Auckland Airport has announced its largest redevelopment since its inception in 1966, with plans to replace the 57-year-old domestic terminal and integrate it with the international terminal. The multi-billion-dollar project is expected to create 2,000 additional jobs during the construction phase and aims to make the airport more resilient and sustainable in line with climate change goals, according to a media release by the Auckland Airport.
The new domestic terminal will be housed under the same roof as the international terminal, with the two facilities connected for the first time since 1977. The airport has been in consultation with major airline customers since May 2011, developing 21 concept designs for the integrated terminal.
The project, which is part of the airport's wider 10-year capital program, has a construction budget of approximately $3.9 billion and is expected to be completed in five to six years. The new terminal will be equipped with state-of-the-art facilities, faster baggage systems, improved passenger processing areas, and better connections to public transport.
Project highlights
The $3.9 billion terminal integration program includes a domestic processor ($2.2 billion) and other key terminal integration projects associated with the development ($1.7 billion), factoring in forecast construction cost escalation and holding costs.
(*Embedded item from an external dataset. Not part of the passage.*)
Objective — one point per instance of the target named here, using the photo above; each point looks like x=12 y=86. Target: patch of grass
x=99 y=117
Building program costs have been benchmarked and aligned with other major airport brownfield developments.
12 new domestic aircraft gates (20% more than the current domestic terminal) with electric charging, all catering for the more efficient and larger (passenger capacity) domestic jets airlines are investing in.
Five-minute, indoor domestic to international transfer journey.
Additional dwell and retail space.
State-of-the-art check-in area.
Smart baggage system, using 50% less power to process each bag than a conventional conveyor-based system.
Employing 2,000 additional workers at the height of construction.
Fast easy transport connection, with a $300 million Transport Hub under construction. Land adjoining the Transport Hub has been set aside for a future integrated mass transit station.
Airport charges
Domestic airport charges ($7) typically make up about 3-4% of the cost of an average domestic airfare in 2022.
Because the domestic terminal is a 58-year-old asset, the domestic charges airlines currently pay are extraordinarily low – 40-50% less than comparable airports in Australia and New Zealand.
Auckland Airport has been consulting with its major airline customers since May 2011 on a replacement for the ageing domestic terminal. Since that time, the airport has discussed 21 concept designs with major airlines.
Consultation Process
Auckland, Wellington, and Christchurch Airports are subject to information disclosure regulation by the Commerce Commission, providing transparency about airport pricing, spending decisions, and performance.
Auckland Airport sets its airline charges at least every five years, a process that includes consultation with major airline customers and BARNZ, followed by thorough public scrutiny by the Commerce Commission.
Auckland Airport is currently in the phase of consulting with airlines on the pricing period of July 2022 - June 2027.
Auckland Airport was due to reset charges from 1 July 2022 but chose to freeze existing charges for the first year of the pricing period to support airlines following the pandemic.
Once airline consultation is complete, the airport will reset prices from 1 July 2023 for the remaining four years of the pricing period.
Airline charges will be set with reference to the Commerce Commission’s current information disclosure framework, with target return parameters updated as at the start of each pricing period. The airport's prices are reviewed and reported on by the Commission.
The new integrated terminal is set to open between 2028 and 2029.